Dans ce billet je vais traiter de trois éléments que je considère fondamentaux de par mon expérience professionnelle et de par ma formation qui m’a menée à un « presque doctorat » en travail social en gérontologie. En plus je suis vieille maintenant.
1- Ne pas mettre toutes les personnes âgées dans le même paquet.
2- Il ne faut pas remettre à la famille toutes les responsabilités.
3- Sortir des solutions uniques et uniformes.
Le plus souvent quand on parle des personnes âgées on ne fait aucune distinction comme si seul l’âge suffisait à les désigner. Et comme la plupart du temps on parle en fait des personnes âgées dans le besoin, que ce soit matériellement, socialement ou physiquement cela donne de cette population une image assez négative.
Toutes les personnes âgées ne sont pas en grand besoin cela ne concerne qu’une infime minorité qui est en besoin d’aide active dans des institutions ou à la maison. La vaste majorité vit à domicile sans aide particulière.
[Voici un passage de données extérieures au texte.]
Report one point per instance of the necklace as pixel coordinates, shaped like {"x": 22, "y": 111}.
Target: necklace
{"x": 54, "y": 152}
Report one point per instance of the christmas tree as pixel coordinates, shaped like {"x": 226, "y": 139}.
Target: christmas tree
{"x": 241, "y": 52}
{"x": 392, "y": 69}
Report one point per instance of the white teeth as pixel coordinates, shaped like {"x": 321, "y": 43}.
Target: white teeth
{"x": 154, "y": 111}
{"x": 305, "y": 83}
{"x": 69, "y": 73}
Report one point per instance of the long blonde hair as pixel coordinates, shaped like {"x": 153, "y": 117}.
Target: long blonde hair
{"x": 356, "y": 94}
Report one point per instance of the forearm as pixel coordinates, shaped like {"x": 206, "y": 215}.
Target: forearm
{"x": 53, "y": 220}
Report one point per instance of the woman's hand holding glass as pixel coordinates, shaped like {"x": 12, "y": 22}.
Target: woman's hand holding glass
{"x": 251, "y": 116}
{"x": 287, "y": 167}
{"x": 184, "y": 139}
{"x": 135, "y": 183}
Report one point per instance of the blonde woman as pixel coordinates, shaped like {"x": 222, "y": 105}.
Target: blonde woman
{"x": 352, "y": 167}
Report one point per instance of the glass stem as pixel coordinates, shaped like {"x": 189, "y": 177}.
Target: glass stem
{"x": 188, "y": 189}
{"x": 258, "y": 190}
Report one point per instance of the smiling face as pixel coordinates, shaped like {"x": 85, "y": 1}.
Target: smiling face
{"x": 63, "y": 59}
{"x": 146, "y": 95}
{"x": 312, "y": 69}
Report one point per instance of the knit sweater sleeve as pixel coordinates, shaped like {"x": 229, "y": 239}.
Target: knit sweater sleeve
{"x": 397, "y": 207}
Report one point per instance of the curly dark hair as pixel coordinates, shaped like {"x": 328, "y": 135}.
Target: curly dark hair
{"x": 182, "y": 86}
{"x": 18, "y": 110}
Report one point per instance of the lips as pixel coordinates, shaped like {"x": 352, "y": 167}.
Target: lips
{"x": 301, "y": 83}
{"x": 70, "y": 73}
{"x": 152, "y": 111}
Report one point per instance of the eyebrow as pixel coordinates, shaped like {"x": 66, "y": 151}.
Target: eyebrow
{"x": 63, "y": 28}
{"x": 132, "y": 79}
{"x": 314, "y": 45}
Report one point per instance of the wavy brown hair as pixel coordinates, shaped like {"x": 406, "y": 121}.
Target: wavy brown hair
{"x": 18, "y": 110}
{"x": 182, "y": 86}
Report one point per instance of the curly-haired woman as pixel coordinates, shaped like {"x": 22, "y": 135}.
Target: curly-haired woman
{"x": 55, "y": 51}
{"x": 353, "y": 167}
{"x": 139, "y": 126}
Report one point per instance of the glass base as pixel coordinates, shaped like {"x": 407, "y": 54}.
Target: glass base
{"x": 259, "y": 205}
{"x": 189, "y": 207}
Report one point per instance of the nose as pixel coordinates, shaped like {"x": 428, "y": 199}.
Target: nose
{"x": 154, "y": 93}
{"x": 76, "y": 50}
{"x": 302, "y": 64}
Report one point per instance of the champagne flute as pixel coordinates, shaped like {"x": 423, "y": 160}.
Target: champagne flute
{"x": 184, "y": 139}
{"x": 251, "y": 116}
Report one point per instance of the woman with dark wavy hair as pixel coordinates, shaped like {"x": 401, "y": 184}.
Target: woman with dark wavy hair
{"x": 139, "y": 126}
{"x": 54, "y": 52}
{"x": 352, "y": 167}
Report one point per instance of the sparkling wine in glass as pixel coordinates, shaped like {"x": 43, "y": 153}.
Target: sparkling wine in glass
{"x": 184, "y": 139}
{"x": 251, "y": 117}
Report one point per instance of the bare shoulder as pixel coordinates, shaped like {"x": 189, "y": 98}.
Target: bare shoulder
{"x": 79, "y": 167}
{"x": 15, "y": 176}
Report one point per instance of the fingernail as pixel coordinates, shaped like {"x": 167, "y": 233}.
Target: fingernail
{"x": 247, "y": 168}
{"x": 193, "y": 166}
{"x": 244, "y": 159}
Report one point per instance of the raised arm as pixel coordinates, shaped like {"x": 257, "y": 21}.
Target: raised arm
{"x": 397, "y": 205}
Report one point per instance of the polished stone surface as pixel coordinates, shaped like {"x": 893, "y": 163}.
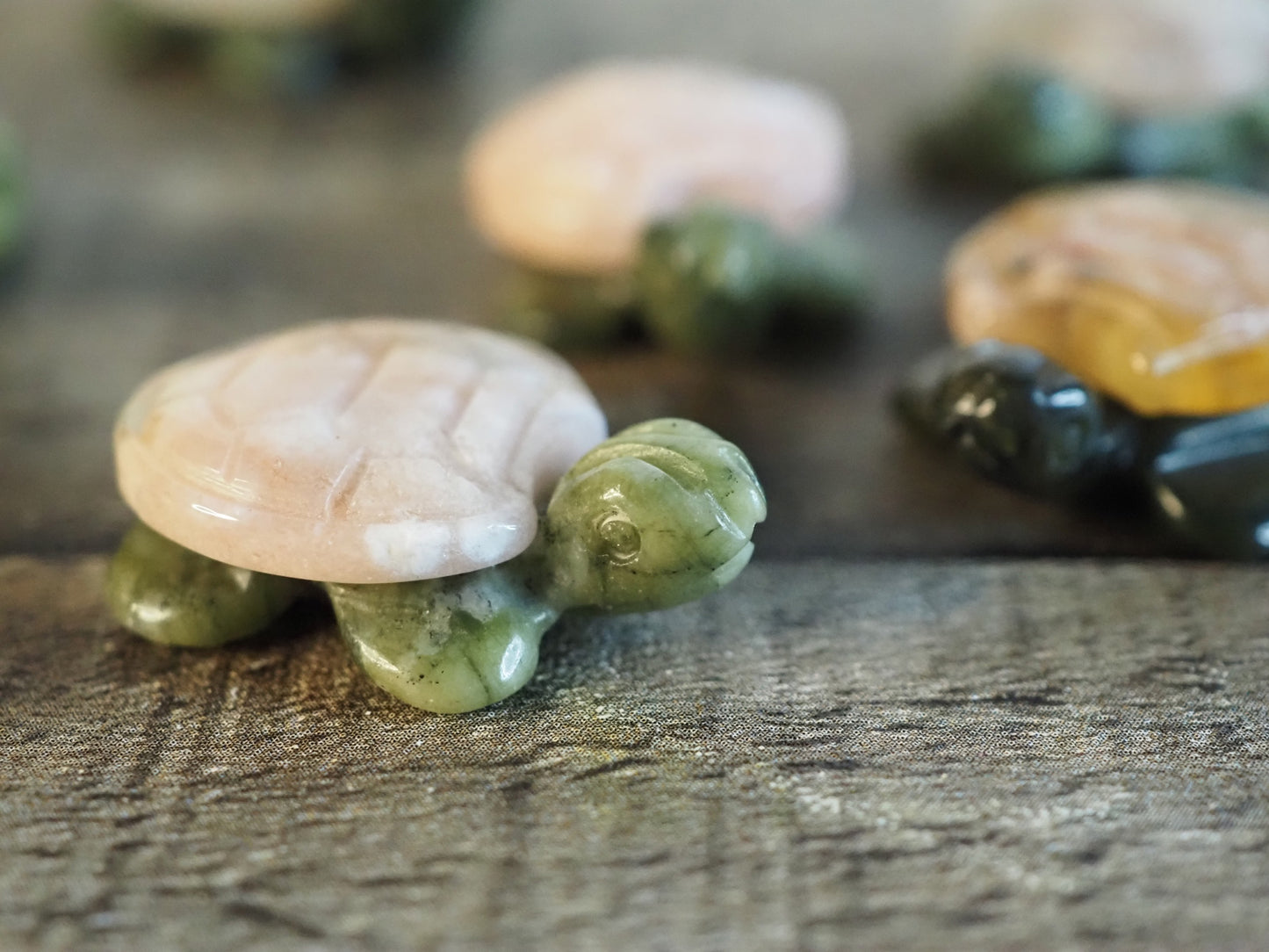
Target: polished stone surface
{"x": 1143, "y": 57}
{"x": 660, "y": 515}
{"x": 570, "y": 179}
{"x": 1155, "y": 293}
{"x": 176, "y": 597}
{"x": 361, "y": 451}
{"x": 1020, "y": 419}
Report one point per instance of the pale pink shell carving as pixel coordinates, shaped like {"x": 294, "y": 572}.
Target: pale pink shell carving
{"x": 362, "y": 451}
{"x": 1145, "y": 56}
{"x": 569, "y": 179}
Est-ce que les « snow birds » ne sont pas des personnes âgées ? Les autres se contentent du peu d’aide qui existe dans les services publics et bien des familles assument des tâches en supplément de celles de leurs foyers propres.
En France, on désigne « personnes âgées dépendantes », celles qui sont hébergées dans l’équivalent de nos CHSLDs. Est-ce que le terme serait approprié ici ? C’est à voir mais il faut impérativement trouver moyen de bien désigner de qui on parle et à qui s’adresse les politiques mises en place, (ou à mettre en place) spécifiquement pour ces personnes. Les gouvernements n’ont cessé de souligner le coût de la prise en charge des personnes âgées dépendantes ; sans faire de distinction, on introduit dans la population l’idée que toutes les personnes de ce groupe sont en demande de services lourds et coûtent les yeux de la tête. Comme il est clair que cette population est en augmentation, la peur s’installe chez beaucoup.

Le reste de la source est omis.